At this stage your project is approved and you have decided how to manage the project or at least you have an outline approach and hopefully you have a collaborative site setup. Now it is time to earn your stripes and plan and setup your project. For the purpose of this short guide we break this step into the following sub-steps:
- (i) Plan the Project
- (ii) Desk Check the Project Plan
- (iii) Notify the Team of their Responsibilities
(i) Plan the Project
The thinking in this guide is that you will need a Project Statement and a Task List (of some sort) on most projects, hence the first two sub-steps here. Thereafter what artifacts you use to manage the project varies considerably from project to project.

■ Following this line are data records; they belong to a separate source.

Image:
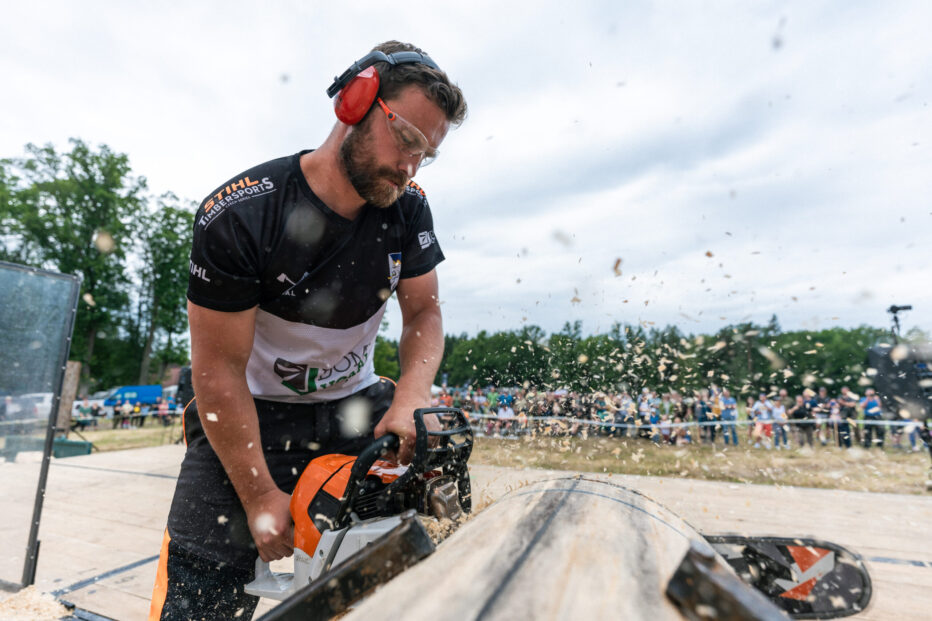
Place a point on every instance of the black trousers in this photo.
(871, 431)
(211, 554)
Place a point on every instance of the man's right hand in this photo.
(270, 524)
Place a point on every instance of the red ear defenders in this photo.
(357, 87)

What artifacts you will use should have been decided in Initiation Stage of the project of course (unless you skipped that step!).
(a) Complete a Project Statement
- The Project Statement is also known as the Project Profile / Project Charter / Project Definition. This is the master project document and communicates to one and all what the intention of the project is. This document contains the high level information about the project. Some of the information in the document (e.g. status, scheduled finish date, etc.) gets updated through the course of the project. In many cases some of the information in this document is used to collate project status reports as the project progresses.
(b) Define and Allocate the Tasks
- Decide on the Tasks needed to complete the project successfully or at least the tasks you know about at this stage. You might elect to use a simple task list or maybe a Microsoft Project like WBS (work breakdown structure) that has parent and sub-tasks and dependencies between tasks (i.e. one task can not start until the next task finishes). At this stage you may also elect to use Microsoft Project to draw up the task list and assignments.
(c) Add the Other Project Artifacts Needed
- At this point you are creating these artifacts for your project or if you are lucky enough to have local guidance you are updating them from given templates and if you are really lucky you are updating them using templates given in your collaborative site. Candidates artifacts will include: goals, documents, issues, risks, etc. In essence these are the project management sub-processes for your project.
(d) Assignment
- If your project is simple and your group is small and you just know who is free and not free then as you create the tasks and the artifacts you will assign these out to your project team members.
- In certain cases when you have a more formal definition of roles in use at your group then you will first assign a role to a task or an artifacts and at this stage you will need to assign a person to this role. This can be a quick way to setup a project where a project site comes with a list of tasks and artifacts that have roles pre-assigned. In this case all you need to do is assign the person to the role.
- In other cases where the organization is very large and people are committed to many projects you will not know who is free. In this scenario you will need to draft your plan to see who you need when. Then you will need to check on the resource availability before you make the assignment. In certain organizations you will even need to formally request the resources you nee at this stage.
(ii) Desk Check the Project Plan
At this stage your project should be well planned but it is no harm to have a step in your approach where you stand back and review it thoroughly. Now that you have created lots of tasks and artifacts you should for example look at the entire project in a Gantt (time sequenced) chart. You might also want to check the resource loading and find and fix any over allocations due to the new work assignments. Typically once you stand back and check your project you will find adjustments that it makes sense to make before you let the plan go live.
(iii) Notify the Team of their Responsibilities
It is all very well to plan a project in detail but needless to say you now need to let the team members know the plan for success. The more high quality communication on your project the better. Project team members are very smart and capable - so empower them by letting them know what is going on. Some mechanisms to do this include:
- Host a Project Kick-Off Meeting
- Enable your collaborative site with the facility to email notification on all new work assignments
- On your collaborative site setup an easy to find “My Work” reports / dashboards
- Setup scheduled emails with nudges for upcoming or late work. For example on a Monday morning early have an email of the work due this week and then on a Thursday morning have another email with work still open and due this week.